How to Grow Your Network and Meet New Friends

people talking

While the wide world of professional conferences is booming, these aren’t the only events where you can learn, meet new people, and grow your network. With so many options out there, it can be difficult to discover what is worth your time (and worth the price tag).

Read on for how to develop a more authentic network of peers and like-minded new friends without breaking the bank or fighting crowds.

Tip #1: Attend local events

If you live in or near a city, chances are you have access to a calendar of events you may not have considered before. Here are a few that may be new to you:

  • Creative Mornings is a free breakfast-and-lecture series for creative professionals that takes place on one Friday morning each month in 188 cities around the world. Local speakers are invited to present a short lecture inspired by a different monthly theme. You can learn more about past and upcoming events on their website.
  • Meet other professionals at events hosted by museums or galleries. For around the price of a movie ticket, cultural institutions have talks on art, current events, pop culture, and more, followed by a meet-and-greet hour. Some also host free mixers that allow you to network with friends and peers. For example, the Asia Society in New York City hosts lectures, panel discussions, networking events, and more. Visit the website of your favorite museum to see its calendar.
  • You may think that public libraries only host children’s story hours and classes for seniors, but there’s so much more. To start, they offer free talks and seminars by authors and experts, book clubs, and creative writing circles. For instance, the New York Public Library has author talks, art talks, exhibitions, film nights, and happy hours, while the Boston Public Library has similar offerings, as well as concerts.
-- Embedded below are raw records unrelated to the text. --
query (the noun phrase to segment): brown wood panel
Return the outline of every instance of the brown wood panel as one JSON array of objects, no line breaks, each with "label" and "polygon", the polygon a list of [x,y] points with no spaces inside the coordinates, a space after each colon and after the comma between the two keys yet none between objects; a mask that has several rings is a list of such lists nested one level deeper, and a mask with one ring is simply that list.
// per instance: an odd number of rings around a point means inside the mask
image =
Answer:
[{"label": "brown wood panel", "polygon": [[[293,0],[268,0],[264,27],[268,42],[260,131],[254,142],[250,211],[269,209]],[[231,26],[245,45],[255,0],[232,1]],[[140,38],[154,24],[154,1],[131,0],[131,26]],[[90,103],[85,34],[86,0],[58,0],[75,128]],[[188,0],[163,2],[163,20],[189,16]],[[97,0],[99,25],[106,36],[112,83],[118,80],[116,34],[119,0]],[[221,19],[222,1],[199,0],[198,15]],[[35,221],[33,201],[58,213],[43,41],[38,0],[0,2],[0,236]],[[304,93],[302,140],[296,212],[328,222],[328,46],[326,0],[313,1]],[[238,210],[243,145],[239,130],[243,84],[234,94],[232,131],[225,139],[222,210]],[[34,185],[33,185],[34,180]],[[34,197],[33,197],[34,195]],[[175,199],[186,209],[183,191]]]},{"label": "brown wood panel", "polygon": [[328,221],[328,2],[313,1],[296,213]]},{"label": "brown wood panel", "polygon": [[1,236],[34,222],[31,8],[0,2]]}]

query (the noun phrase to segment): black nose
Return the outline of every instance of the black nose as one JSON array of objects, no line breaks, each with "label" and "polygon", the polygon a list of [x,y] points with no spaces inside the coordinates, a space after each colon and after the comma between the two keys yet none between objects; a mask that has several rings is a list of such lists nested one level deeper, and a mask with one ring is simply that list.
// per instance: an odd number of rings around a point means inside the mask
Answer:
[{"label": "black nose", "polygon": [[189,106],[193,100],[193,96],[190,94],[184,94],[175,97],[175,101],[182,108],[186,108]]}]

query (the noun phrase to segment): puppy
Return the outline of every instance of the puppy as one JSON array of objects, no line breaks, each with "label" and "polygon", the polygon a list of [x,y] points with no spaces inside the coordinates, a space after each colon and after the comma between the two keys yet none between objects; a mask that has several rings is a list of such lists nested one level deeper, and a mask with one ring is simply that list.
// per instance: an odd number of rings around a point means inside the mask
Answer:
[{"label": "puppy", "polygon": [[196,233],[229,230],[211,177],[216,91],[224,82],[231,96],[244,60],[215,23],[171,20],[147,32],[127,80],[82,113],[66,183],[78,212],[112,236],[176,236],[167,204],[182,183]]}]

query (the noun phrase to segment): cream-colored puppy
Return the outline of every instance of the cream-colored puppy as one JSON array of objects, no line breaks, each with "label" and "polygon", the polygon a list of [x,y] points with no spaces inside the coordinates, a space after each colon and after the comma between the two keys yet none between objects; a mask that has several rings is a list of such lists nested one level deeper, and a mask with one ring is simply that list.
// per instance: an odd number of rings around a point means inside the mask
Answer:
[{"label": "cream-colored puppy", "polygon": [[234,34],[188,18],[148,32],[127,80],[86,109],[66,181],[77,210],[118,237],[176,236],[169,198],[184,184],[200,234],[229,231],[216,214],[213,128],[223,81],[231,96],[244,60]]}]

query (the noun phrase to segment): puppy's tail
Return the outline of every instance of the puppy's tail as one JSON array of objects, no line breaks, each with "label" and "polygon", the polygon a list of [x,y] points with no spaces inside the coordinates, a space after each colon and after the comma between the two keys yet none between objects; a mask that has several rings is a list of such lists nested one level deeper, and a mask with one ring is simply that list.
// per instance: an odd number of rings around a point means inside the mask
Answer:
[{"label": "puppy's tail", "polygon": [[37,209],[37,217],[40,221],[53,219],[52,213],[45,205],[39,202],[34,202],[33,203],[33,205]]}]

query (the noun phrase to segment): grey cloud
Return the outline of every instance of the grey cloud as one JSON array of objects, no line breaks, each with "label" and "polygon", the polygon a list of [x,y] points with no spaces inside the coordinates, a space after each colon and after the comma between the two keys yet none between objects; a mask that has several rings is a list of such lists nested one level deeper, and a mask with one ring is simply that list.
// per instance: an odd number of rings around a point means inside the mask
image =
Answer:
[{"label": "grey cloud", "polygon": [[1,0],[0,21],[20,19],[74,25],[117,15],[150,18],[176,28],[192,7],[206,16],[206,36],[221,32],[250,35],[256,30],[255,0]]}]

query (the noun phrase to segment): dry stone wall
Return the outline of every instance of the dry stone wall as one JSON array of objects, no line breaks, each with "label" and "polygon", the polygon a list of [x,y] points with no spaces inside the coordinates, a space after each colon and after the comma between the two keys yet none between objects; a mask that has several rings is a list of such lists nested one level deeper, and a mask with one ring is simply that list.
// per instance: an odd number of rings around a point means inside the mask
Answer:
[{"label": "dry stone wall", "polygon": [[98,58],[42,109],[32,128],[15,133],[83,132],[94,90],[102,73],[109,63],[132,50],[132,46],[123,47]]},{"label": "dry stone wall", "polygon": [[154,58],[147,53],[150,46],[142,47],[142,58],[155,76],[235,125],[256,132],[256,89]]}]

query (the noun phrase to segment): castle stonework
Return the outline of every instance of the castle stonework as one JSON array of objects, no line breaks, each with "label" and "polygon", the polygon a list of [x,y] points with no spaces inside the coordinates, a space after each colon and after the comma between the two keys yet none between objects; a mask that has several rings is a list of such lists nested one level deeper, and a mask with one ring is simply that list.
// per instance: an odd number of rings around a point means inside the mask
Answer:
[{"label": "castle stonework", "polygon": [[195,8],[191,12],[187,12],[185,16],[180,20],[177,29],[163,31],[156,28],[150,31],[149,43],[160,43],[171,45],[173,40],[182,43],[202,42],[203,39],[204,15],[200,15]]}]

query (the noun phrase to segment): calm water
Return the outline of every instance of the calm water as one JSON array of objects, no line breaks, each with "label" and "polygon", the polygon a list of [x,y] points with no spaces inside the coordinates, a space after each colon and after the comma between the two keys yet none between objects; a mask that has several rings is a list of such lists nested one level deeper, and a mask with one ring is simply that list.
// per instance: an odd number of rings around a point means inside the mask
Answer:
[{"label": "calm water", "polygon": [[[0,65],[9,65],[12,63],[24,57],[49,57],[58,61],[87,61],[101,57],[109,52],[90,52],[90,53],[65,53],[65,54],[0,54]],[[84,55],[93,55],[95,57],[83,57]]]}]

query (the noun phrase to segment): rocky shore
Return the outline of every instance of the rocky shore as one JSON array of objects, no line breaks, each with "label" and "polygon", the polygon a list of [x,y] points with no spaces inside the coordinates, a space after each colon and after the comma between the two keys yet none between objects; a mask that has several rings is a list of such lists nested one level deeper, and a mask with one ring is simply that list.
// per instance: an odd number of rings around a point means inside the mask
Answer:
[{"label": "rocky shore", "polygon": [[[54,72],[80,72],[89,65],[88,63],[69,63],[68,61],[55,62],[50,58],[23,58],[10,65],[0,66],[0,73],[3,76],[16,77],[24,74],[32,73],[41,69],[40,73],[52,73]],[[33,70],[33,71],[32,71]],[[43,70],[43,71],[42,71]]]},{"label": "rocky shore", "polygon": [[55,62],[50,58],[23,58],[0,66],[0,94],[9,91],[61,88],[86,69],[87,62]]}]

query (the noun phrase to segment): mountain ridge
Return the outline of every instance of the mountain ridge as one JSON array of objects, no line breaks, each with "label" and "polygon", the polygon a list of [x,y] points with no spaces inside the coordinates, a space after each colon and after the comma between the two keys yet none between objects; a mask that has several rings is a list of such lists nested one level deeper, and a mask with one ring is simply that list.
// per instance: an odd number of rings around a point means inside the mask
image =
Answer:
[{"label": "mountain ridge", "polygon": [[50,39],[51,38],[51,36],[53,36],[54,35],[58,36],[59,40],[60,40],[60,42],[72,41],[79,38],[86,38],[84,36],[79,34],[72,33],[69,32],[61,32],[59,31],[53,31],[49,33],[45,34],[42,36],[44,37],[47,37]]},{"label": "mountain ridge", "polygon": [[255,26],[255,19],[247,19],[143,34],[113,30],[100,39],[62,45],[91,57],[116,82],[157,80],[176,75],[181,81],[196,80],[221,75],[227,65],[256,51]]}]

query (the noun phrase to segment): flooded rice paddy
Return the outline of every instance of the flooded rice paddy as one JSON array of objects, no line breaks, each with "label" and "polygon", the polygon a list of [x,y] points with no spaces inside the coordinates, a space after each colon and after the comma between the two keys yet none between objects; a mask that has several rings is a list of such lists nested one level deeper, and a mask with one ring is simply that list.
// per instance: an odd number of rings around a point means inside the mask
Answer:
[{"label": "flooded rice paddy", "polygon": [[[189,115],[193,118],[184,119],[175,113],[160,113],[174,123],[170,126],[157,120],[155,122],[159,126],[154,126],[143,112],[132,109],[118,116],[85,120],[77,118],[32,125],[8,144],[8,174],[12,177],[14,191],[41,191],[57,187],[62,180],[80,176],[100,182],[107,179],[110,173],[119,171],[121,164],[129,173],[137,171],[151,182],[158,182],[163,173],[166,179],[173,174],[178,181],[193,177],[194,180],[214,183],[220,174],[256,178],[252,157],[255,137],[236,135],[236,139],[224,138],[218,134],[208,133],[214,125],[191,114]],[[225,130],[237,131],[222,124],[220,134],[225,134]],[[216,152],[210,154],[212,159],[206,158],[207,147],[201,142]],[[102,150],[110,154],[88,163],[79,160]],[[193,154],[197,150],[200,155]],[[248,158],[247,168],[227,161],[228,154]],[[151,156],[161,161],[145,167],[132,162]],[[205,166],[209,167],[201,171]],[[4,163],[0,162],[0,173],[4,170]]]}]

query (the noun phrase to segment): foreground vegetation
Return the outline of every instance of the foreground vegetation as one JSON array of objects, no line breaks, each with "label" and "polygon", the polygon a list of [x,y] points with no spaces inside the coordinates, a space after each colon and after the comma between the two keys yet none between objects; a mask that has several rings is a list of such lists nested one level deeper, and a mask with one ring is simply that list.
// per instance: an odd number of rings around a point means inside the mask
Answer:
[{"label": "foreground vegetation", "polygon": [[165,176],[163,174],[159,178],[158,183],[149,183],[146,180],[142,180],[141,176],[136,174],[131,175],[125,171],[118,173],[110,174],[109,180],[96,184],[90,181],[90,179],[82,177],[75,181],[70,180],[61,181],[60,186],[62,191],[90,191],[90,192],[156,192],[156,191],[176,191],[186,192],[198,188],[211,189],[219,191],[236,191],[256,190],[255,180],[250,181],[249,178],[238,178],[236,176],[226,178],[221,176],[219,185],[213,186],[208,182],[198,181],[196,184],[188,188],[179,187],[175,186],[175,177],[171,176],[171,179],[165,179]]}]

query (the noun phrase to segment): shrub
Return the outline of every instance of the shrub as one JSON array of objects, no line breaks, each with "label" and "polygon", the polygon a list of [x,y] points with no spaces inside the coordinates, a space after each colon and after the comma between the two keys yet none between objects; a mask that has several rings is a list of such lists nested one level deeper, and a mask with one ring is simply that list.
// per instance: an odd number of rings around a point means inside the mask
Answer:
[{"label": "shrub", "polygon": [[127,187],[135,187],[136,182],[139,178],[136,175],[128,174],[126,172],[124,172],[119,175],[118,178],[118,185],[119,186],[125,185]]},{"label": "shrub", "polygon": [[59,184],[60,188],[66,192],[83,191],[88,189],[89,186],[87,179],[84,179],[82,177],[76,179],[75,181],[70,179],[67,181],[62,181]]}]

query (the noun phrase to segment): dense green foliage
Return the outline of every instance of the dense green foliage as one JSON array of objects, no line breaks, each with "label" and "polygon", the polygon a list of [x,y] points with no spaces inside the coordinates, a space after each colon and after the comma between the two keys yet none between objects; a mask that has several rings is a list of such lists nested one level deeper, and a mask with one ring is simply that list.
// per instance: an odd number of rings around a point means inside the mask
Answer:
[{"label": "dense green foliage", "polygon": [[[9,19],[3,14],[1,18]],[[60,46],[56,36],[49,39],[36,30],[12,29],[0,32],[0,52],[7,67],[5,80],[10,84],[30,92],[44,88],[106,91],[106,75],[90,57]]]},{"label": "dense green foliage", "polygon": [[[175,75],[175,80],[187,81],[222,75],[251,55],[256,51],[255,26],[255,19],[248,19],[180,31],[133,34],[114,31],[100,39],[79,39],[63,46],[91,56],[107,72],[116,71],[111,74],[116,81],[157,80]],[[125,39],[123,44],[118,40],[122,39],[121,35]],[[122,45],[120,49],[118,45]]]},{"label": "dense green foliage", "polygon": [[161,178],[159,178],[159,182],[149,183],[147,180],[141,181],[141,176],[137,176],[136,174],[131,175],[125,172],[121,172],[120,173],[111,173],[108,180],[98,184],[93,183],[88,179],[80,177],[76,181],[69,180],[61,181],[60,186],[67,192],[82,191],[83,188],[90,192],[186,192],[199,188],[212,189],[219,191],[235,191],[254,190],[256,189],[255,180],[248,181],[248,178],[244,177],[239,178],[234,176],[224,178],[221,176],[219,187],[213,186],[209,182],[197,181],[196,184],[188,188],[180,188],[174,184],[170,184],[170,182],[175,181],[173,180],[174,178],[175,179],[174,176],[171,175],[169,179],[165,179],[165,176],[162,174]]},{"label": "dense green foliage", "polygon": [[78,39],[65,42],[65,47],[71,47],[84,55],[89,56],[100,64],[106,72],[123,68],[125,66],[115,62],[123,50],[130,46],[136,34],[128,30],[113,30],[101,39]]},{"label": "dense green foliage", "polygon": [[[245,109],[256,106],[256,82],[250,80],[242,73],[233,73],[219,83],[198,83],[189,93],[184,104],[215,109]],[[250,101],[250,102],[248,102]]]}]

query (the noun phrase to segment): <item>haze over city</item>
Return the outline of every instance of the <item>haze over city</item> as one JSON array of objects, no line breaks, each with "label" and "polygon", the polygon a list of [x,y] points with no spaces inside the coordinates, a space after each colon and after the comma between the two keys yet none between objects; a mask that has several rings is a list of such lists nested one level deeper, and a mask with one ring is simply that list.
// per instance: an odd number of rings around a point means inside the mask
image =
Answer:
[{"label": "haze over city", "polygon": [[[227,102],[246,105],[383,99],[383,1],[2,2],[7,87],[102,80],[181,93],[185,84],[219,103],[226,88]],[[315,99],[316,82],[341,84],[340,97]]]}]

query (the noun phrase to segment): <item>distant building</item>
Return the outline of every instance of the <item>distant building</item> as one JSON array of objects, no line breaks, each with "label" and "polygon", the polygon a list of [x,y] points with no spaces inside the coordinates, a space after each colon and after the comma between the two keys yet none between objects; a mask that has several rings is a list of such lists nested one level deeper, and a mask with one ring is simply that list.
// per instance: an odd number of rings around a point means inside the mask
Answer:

To see what’s on offer, visit your local library’s website or better yet: walk in and have a look at their bulletin board.
  • You can also browse the listings on Meetup for local gatherings focused on your areas of interest.
  • You can sign up for Idealist Days, monthly events that are a call-to-action for people to come together, share ideas, and collaborate and take action on issues of interest.

Tip #2: Take social media connections offline

Approximately 2.34 billion people use social media around the world, and yet, we feel more isolated than ever. How about nurturing some real connections with the people at your fingertips? Look at who you are linked to across your social media platforms and pay particular attention to anyone you’ve been consistently following for some time. Send them a note and introduce yourself (or ask a common friend to do that if that feels more comfortable). Ask if they’d like to have an in-person or Skype coffee date. There’s no better way to expand your circle than by taking the time for some one-on-one interaction.

Tip #3: Take a class

If you have an interest you’d like to explore try taking a class. When you walk into a classroom with a specific goal in mind, you’re likely to meet others who not only have common interests and goals, but who also want to meet new people just like you! If this is your aim, it’s best to take an in-person class, but it’s not impossible to also interact with classmates in a digital classroom; it may require more effort since most online classes prioritize individualized study.

Take a look at class listings at your local community college or university’s continuing education school. For example, Columbia School of Professional Studies offers coursework in a variety of focus areas, and Boston University’s Center for Professional Education has coursework in financial planning, fundraising, and other areas.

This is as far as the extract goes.